Jesus não foi o único a ser vítima de um sistema opressor que se achava no direito de matar quem quer que se insurgisse contra a sua tirania.
Em um único dia, legiões romanas crucificaram cerca de 6 mil homens ao longo de 200 quilômetros para conter uma rebelião.
Mas creio que Ele tenha sido o único crucificado a preocupar-se com o destino de quem era crucificado ao Seu lado.
Se os evangelhos fossem escritos por alguns pregadores de hoje, certamente a presença daqueles dois crucificados ao lado de Jesus seria suprimida.
Afinal, pegaria muito mal para o "fundador" de sua rentável religião ser crucificado ao lado de dois meliantes, não é verdade?.
Mas assim como os relatos dos evangelistas não ignoraram a presença dos que foram crucificados ao lado do seu Mestre,
não deveríamos jamais ignorar os que seguem sendo crucificados hoje, entre os quais, podemos destacar as minorias marginalizadas e privadas de seus direitos essenciais, incluindo os Yanomamis, vítimas do descaso genocida do governo anterior.

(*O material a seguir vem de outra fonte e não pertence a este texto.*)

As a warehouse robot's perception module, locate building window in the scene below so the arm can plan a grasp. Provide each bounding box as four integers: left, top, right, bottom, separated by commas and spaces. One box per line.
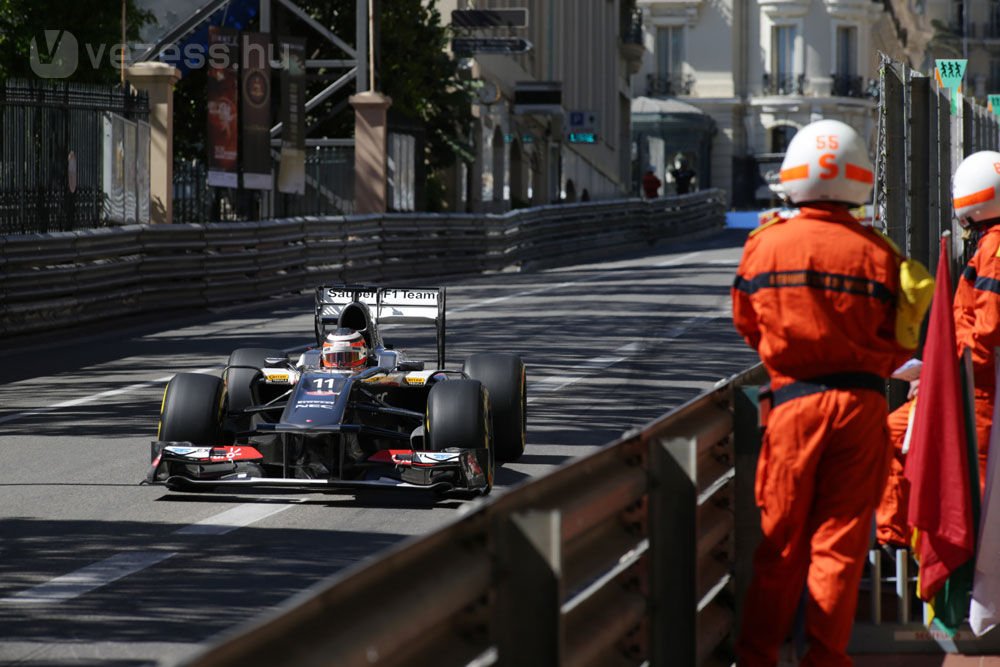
656, 25, 684, 76
764, 25, 803, 95
833, 26, 865, 97
837, 26, 858, 76
771, 125, 798, 153
987, 58, 1000, 90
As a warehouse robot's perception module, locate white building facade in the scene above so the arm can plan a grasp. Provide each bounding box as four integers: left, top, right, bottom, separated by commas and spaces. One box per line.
436, 0, 642, 211
632, 0, 901, 207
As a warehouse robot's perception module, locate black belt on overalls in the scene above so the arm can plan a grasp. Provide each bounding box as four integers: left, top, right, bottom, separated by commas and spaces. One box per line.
771, 373, 885, 409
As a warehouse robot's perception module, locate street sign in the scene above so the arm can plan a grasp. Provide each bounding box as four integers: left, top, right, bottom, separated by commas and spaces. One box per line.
451, 37, 531, 55
987, 95, 1000, 116
934, 58, 968, 114
566, 111, 597, 132
451, 7, 528, 28
566, 132, 597, 144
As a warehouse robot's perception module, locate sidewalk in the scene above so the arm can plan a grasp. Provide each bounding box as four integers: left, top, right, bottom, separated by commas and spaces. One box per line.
851, 654, 1000, 667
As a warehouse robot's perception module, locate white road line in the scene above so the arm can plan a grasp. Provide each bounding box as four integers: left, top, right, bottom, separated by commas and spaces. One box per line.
0, 366, 220, 424
174, 503, 292, 535
0, 503, 294, 604
528, 343, 642, 403
527, 315, 721, 403
0, 551, 177, 604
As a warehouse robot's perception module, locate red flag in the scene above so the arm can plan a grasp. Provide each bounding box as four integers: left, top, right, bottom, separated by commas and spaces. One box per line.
905, 239, 975, 601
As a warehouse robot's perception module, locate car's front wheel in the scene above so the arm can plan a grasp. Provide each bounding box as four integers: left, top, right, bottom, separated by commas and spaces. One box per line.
156, 373, 226, 446
463, 352, 528, 462
424, 380, 495, 493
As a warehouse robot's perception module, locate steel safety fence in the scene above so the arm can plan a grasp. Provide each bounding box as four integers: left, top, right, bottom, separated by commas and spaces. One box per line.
0, 190, 725, 336
0, 79, 149, 234
875, 55, 1000, 275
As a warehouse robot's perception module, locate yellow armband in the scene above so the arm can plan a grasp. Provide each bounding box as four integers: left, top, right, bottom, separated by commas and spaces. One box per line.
896, 259, 934, 350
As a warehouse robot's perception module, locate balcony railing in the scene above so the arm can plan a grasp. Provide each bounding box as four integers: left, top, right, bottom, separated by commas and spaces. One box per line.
646, 74, 694, 97
764, 72, 806, 95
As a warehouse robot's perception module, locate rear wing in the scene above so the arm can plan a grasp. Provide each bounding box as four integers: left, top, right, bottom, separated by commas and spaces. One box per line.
316, 285, 446, 368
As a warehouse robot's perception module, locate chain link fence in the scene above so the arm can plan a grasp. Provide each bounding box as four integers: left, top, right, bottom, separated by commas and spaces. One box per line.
875, 54, 1000, 275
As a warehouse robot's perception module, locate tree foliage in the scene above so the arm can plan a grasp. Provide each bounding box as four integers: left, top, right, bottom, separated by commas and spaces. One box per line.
0, 0, 154, 83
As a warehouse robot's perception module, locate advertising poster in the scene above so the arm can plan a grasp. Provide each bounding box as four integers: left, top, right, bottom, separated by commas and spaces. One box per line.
205, 26, 239, 188
240, 32, 273, 190
278, 38, 306, 195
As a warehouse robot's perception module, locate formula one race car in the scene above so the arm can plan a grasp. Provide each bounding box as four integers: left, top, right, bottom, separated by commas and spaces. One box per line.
146, 285, 527, 494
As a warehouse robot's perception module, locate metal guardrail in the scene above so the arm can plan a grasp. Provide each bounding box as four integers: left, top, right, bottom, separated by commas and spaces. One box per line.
184, 365, 766, 667
0, 190, 725, 336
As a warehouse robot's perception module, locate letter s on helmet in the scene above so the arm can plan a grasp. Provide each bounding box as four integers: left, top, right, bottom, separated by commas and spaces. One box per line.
779, 120, 875, 206
951, 151, 1000, 227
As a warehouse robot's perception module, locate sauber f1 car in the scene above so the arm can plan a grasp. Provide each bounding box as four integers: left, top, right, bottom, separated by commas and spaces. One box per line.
146, 285, 526, 494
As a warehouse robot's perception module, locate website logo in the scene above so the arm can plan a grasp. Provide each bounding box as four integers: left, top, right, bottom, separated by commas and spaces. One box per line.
30, 30, 80, 79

Não é por acaso que a imagem de um deles em estado grave de desnutrição nos remeta à do Crucificado.
O tratamento que dispensamos aos povos originários,
aos negros,
aos imigrantes,
às pessoas com deficiência,
depõe contra nós como sociedade. Se não somos os "romanos" a fazerem o trabalho sujo, somos os que gritam no pátio de Pilatos: "Crucifica-os!".
Quando não, somos os que assistem apáticos ao suplício de nossos semelhantes, sem considerar que podemos ser as próximas vítimas.

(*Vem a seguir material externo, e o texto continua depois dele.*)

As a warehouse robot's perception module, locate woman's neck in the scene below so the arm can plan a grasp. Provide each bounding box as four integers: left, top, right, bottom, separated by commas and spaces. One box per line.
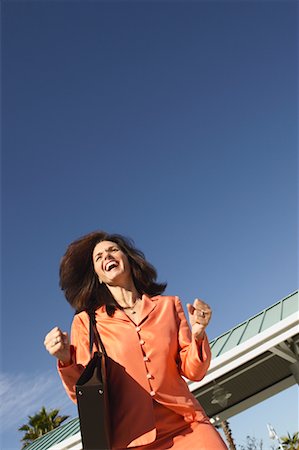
106, 284, 140, 308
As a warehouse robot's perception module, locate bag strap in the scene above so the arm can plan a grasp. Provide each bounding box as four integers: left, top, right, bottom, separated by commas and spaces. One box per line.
88, 311, 107, 357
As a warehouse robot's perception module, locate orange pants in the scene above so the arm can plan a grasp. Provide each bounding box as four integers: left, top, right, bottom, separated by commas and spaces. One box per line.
115, 402, 227, 450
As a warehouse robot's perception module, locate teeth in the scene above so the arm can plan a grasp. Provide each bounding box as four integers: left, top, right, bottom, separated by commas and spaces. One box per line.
106, 262, 117, 272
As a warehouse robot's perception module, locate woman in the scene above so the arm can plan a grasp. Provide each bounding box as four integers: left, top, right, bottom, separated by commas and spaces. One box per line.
45, 231, 227, 450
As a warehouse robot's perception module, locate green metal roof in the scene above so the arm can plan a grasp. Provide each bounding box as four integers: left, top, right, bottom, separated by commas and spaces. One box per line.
26, 291, 299, 450
26, 417, 80, 450
210, 291, 299, 358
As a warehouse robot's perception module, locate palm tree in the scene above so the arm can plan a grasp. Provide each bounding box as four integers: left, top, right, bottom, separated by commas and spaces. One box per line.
19, 406, 69, 449
280, 431, 299, 450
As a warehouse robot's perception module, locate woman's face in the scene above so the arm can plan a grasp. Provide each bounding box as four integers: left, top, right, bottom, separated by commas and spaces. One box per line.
92, 241, 131, 286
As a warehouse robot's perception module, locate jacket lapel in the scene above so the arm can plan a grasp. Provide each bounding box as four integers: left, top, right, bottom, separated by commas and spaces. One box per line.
138, 294, 157, 324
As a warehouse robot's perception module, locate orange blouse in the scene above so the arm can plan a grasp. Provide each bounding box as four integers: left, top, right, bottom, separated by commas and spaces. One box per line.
58, 295, 211, 448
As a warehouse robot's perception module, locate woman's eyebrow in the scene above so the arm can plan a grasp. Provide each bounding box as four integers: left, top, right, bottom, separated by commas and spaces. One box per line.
94, 244, 119, 258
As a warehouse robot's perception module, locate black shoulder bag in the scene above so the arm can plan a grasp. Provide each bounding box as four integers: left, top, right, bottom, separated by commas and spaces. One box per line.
76, 311, 111, 450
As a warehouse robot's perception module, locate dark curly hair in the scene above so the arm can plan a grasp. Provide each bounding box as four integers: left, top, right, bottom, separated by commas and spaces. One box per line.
59, 231, 167, 315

A semelhança entre o Cristo Morto, e o índio Yanomami não é mera coincidência.
Ambos estão despidos de suas humanidades bem como de suas divindades.
Ambos trazem no semblante a dor do abandono.
Ambos, cadavéricos e rígidos,
estão carregados de sofrimento.
Ambos, insepultos.
Diante do índio moribundo estamos nós, e não há como fugirmos dele, fingirmos que não o vimos.
Vimos!.
E em carne e osso.
Pouca carne, muito osso.
Carregado de muitas e indizíveis dores. 
Ah, sim, ouso o profeta Isaías:
“(…) não tinha beleza nem formosura e, olhando nós para ele,
não havia boa aparência nele,
para que o desejássemos.
Era desprezado, e o mais rejeitado entre os homens, homem de dores,
e experimentado nos trabalhos;
e, como um de quem os homens escondiam o rosto, era desprezado,
e não fizemos dele caso algum.”
Aí você me dirá: é sobre Cristo que Isaías está falando.
Daí eu lhe direi: sim, eu também.
Porque quem não viu Jesus nesse Yanomami não o verá em nenhum outro lugar.